I was originally inspired to write this article because I started thinking how Google might have a better chance than any of these competitors. The TV networks are distrought over the fact that audience measurement for online video is not comprehensive, making advertisers leery of advertising in that medium. Meanwhile, 97% of Google’s revenue is from online advertising, so you’d think they’re onto something (See *** below). But a number of other TV programming distributors offer online platforms and already have relationships with the networks. Also, Google would expect a share of any ad revenue and is no friend of pay TV or broadband providers, particularly in cities where Google is building its own broadband service.

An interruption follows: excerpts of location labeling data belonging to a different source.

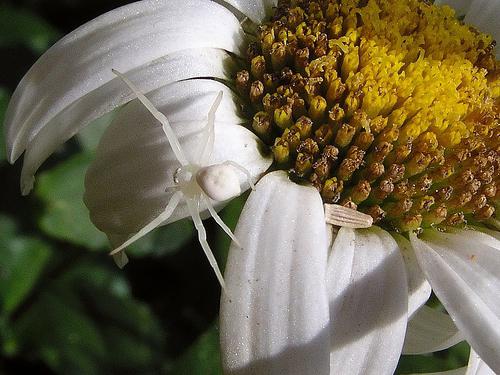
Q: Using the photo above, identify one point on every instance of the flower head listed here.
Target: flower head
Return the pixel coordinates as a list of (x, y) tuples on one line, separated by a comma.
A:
[(375, 112)]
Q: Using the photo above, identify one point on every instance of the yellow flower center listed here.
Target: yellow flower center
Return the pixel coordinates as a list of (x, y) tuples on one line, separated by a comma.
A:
[(389, 107)]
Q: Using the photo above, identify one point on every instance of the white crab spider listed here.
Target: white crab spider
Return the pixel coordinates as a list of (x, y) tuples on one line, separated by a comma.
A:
[(195, 183)]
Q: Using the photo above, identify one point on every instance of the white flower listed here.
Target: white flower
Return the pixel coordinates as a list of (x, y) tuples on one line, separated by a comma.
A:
[(295, 304), (298, 300)]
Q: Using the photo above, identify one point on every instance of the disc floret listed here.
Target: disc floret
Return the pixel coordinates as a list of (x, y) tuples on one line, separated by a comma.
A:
[(389, 108)]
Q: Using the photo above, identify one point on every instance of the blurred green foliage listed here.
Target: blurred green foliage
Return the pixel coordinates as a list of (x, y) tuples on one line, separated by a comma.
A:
[(68, 310)]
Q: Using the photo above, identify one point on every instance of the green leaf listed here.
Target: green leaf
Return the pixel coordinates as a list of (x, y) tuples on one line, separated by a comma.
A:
[(21, 264), (62, 335), (86, 322), (65, 215), (23, 27), (455, 357), (203, 357), (4, 101)]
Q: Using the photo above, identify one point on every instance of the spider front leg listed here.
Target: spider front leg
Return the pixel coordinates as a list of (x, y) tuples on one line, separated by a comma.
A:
[(193, 207), (209, 133), (167, 212)]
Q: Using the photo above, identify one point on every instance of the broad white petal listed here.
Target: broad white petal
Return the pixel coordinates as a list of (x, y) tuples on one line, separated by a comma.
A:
[(429, 331), (367, 286), (125, 39), (477, 366), (177, 66), (419, 289), (274, 312), (458, 371), (463, 268), (256, 10), (125, 185)]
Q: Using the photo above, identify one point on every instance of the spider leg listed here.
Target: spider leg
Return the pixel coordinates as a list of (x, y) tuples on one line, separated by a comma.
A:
[(241, 169), (220, 222), (167, 129), (120, 259), (202, 238), (167, 212), (209, 134)]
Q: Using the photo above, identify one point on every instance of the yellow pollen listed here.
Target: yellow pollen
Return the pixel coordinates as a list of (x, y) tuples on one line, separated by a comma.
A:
[(388, 107)]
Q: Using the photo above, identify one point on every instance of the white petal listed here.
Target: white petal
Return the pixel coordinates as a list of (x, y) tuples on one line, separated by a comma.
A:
[(125, 185), (429, 331), (174, 67), (419, 289), (368, 293), (274, 314), (463, 269), (256, 10), (477, 366), (125, 38), (458, 371)]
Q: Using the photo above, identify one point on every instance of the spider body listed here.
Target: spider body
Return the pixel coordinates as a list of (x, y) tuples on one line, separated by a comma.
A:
[(198, 184)]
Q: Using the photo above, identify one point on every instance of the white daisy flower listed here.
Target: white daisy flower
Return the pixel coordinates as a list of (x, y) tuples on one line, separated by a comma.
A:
[(375, 111)]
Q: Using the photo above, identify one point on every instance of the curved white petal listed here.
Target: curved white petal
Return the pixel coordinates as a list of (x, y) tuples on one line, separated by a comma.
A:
[(429, 331), (367, 286), (177, 66), (477, 366), (125, 185), (483, 14), (274, 312), (463, 268), (125, 39), (256, 10), (419, 289)]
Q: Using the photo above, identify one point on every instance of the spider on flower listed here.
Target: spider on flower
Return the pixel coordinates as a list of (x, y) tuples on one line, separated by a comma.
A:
[(197, 183)]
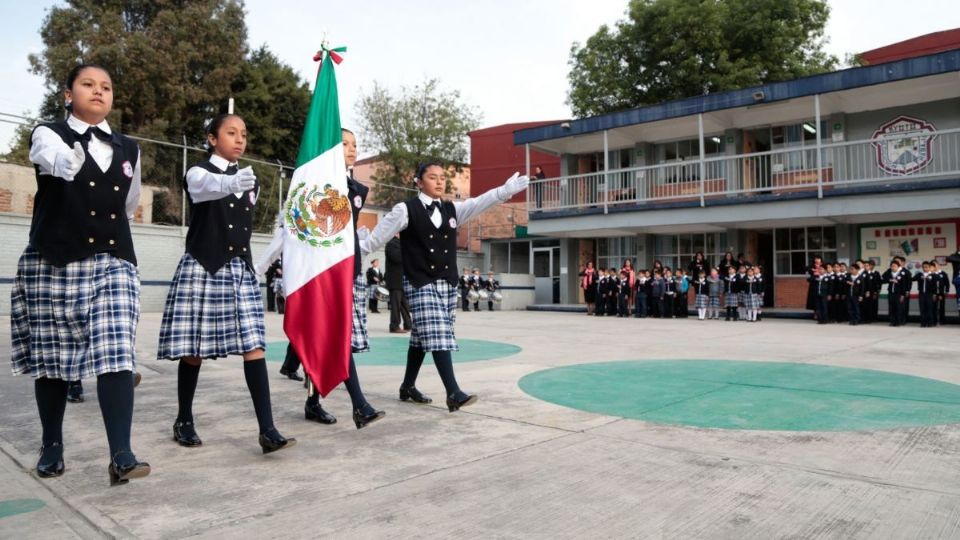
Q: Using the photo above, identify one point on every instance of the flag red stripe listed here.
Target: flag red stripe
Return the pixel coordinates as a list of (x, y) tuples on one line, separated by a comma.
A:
[(318, 321)]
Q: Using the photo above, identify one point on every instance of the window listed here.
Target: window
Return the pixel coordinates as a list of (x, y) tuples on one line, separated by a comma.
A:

Not to mention that Google has taken other runs at the TV opportunity, most notably with Google TV, a noteworty technology that happened to be one of the great failures of high-tech marketing. Google TV cost Logitech millions of dollars, and their CEO his job. For its part, Google did nothing to correct the misperception that Google TV was a service, instead of the TV middleware that it actually was. [ Update July 26: Google has launched yet another TV device, Chromecast ]
So, here’s how I rank their chances at launching and sustaining an online TV service:
- Google: 0%, for having alienated the TV industry, which is highly resistant to change
- Microsoft: 0%, because they don’t instill confidence that they can succeed. Consider the recent launches of Windows 8, Xbox One, Surface, Windows Phone, and Microsoft’s exit of the IPTV middleware category (Mediaroom) only after becoming a leading supplier.
- Sony: 50% because they are working with TV industry players and because they are a content owner themselves. Also, they are in the process of revitalizing the Playstation ecosystem. [ Note: I previously was saying they had a 10% chance. ]
- Intel: 50%, because they appear to be trying to work within the parameters of the TV industry. If the retail service fails, it’s not the end because a service is only part of Intel’s true agenda despite what they say.
- Apple: 100% if they collaborate with the pay TV industry. Apple’s ecosystem is the broadest and deepest (albeit sans games). Also, Apple gets credit for having saved the music distribution industry’s bacon.
Samsung is a huge wild-card here. They have a device and in-home distribution product ecosystem and have been successful in extending Android into something useful, but Samsung has not announced any intentions of their own, other than partnering with content companies and distributors (pay TV, Redbox Instant and a few others)…
*** I’ve begun to think of Google Search, Android and Chrome as ad-malware. But that’s a whole ‘nother rant, for the next episode of “Why can’t I download that Android app without accepting its terms to track my location and phone usage?” I’m saying to myself “Get over it or switch!” and from my tone, you might guess my decision.
In recent months, lots of buzz has been building across the business and industry press about Intel Corporation’s work-in-progress toward an OTT TV service. A recent Reuters report said that Intel does plan to introduce a consumer service this year, but is struggling to close content deals, even though it is offering a premium for the programming.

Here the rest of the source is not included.